Come sottolinea Pasquale Quaranta (diversity editor, giornalista e attivista) il giornalismo non può essere completamente separato dall’attivismo. In una società sempre più frammentata, il giornalista ha il dovere di essere un promotore di dialogo e comprensione. Questo non significa rinunciare all’obiettività, ma riconoscere il peso delle proprie scelte e comprendere il contesto da cui si scrive. L’equilibrio tra narrazione e sensibilizzazione può infatti trasformare il giornalismo in uno strumento di progresso sociale.

Ogni scelta, anche linguistica, è politica. Per un giornalismo etico e responsabile, è essenziale comprendere il proprio contesto, i propri bias e il potenziale impatto delle proprie parole.

4 – Il ruolo dei media nell’evoluzione normativa

Antonio Vercellone, ricercatore dell’Università di Torino che studia e analizza i testi legislativi in garanzia dei diritti LGBTQI+, ha evidenziato come fenomeni sociali e trend legislativi siano intrecciati.

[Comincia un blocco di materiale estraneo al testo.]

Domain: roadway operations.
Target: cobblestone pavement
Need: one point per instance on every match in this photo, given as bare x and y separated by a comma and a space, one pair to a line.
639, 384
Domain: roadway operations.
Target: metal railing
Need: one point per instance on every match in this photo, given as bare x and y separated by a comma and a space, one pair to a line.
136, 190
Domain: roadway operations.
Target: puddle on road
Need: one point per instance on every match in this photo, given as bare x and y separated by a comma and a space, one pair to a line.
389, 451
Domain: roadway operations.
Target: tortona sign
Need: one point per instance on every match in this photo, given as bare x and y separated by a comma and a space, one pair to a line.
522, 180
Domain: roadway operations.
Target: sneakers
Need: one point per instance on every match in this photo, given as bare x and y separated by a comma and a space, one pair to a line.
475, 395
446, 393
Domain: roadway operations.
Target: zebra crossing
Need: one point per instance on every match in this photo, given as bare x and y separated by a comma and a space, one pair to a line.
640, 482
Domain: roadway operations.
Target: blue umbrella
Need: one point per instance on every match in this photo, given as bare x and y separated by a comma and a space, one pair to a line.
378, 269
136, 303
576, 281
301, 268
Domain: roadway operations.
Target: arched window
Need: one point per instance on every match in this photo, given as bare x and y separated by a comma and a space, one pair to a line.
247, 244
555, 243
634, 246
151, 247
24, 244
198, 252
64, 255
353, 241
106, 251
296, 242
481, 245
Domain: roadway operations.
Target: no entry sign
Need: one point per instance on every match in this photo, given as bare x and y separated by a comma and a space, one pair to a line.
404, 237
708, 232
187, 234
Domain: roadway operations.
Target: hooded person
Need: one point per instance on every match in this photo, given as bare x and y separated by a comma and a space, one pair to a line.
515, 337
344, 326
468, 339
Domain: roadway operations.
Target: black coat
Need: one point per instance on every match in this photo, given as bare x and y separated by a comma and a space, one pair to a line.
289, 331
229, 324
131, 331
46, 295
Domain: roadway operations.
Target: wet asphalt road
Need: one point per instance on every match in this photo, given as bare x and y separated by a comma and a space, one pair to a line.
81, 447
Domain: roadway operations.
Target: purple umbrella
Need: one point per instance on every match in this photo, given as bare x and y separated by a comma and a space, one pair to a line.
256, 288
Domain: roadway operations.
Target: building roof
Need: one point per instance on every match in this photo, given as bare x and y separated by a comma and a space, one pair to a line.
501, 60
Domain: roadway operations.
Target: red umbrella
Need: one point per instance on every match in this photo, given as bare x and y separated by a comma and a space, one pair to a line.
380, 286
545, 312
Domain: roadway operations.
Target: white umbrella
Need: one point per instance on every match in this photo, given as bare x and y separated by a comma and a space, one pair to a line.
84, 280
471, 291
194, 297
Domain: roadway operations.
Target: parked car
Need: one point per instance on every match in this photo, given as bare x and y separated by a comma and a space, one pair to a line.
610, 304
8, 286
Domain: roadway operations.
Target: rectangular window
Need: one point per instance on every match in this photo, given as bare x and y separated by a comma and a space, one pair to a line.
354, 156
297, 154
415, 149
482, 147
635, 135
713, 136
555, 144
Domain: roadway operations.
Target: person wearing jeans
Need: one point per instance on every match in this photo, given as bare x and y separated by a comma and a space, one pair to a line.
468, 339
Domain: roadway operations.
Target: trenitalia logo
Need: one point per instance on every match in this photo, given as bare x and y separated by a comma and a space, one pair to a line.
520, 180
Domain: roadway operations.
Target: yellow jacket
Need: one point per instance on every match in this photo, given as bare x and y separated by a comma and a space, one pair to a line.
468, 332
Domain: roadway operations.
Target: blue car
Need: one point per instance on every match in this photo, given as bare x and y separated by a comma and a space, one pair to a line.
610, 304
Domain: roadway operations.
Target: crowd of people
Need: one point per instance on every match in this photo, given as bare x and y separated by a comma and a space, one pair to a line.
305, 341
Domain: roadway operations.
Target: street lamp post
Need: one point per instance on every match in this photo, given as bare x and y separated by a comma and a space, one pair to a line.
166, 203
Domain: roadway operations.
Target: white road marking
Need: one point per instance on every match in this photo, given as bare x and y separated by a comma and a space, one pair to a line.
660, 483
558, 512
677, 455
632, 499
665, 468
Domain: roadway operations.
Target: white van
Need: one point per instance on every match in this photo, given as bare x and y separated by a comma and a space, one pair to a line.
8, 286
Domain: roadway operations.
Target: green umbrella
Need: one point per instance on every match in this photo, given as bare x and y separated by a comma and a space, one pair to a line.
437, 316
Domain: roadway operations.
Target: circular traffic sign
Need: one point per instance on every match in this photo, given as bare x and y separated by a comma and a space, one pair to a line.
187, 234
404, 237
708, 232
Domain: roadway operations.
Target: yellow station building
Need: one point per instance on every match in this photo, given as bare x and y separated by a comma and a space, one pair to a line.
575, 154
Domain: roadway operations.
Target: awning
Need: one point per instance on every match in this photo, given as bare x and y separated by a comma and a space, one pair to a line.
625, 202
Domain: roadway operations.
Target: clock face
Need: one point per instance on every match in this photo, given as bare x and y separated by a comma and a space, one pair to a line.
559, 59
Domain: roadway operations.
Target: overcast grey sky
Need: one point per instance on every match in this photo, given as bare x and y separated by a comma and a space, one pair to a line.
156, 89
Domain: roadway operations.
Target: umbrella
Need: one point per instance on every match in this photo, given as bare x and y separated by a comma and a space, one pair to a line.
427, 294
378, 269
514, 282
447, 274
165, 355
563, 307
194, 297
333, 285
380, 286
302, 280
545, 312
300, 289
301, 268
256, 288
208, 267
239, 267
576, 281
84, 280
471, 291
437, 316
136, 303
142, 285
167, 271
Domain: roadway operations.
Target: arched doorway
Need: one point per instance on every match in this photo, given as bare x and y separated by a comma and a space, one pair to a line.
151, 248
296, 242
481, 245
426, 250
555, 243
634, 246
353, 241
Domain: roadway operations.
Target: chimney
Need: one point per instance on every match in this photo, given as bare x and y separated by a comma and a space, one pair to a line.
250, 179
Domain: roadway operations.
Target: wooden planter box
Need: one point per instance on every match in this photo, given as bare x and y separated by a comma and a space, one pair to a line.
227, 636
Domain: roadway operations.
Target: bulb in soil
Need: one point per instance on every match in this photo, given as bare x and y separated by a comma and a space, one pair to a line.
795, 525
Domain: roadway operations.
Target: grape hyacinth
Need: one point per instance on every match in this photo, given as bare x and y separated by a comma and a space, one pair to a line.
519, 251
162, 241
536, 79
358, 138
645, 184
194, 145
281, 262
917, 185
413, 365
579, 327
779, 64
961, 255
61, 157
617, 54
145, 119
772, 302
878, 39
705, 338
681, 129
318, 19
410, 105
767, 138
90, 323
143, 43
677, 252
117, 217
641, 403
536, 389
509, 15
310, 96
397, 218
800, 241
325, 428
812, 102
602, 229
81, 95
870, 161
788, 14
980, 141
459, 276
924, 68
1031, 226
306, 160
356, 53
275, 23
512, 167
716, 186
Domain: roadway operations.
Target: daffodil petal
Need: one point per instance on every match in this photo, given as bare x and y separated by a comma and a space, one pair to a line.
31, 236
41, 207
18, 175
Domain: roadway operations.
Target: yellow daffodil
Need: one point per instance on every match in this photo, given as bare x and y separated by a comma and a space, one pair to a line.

Nelle sue ricerche evidenzia che i paesi occidentali si muovono a velocità diverse verso il riconoscimento dei diritti LGBTQIA+. Dalla fine del XX secolo, la crisi del modello di famiglia tradizionale ha portato all’estensione del concetto di famiglia oltre la classica coppia eterosessuale, promuovendo il riconoscimento di unioni civili e, successivamente, del matrimonio. Tuttavia, l’Italia avanza con lentezza rispetto ad altri paesi. Anche laddove sono stati fatti passi avanti, persistono vuoti normativi, come nel caso del diritto alla genitorialità per le coppie omosessuali. A differenza di altre nazioni, l’Italia non ha accolto pienamente il concetto di “genitorialità funzionale”, promosso negli Stati Uniti, che mette al centro il prendersi cura dei figli più che i legami biologici o matrimoniali.  A questo proposito, Vercellone sottolinea l’importanza del ruolo dei media nel trasformare la percezione collettiva. Le parole e i concetti veicolati dai giornalisti possono influenzare l’opinione pubblica in maniera significativa.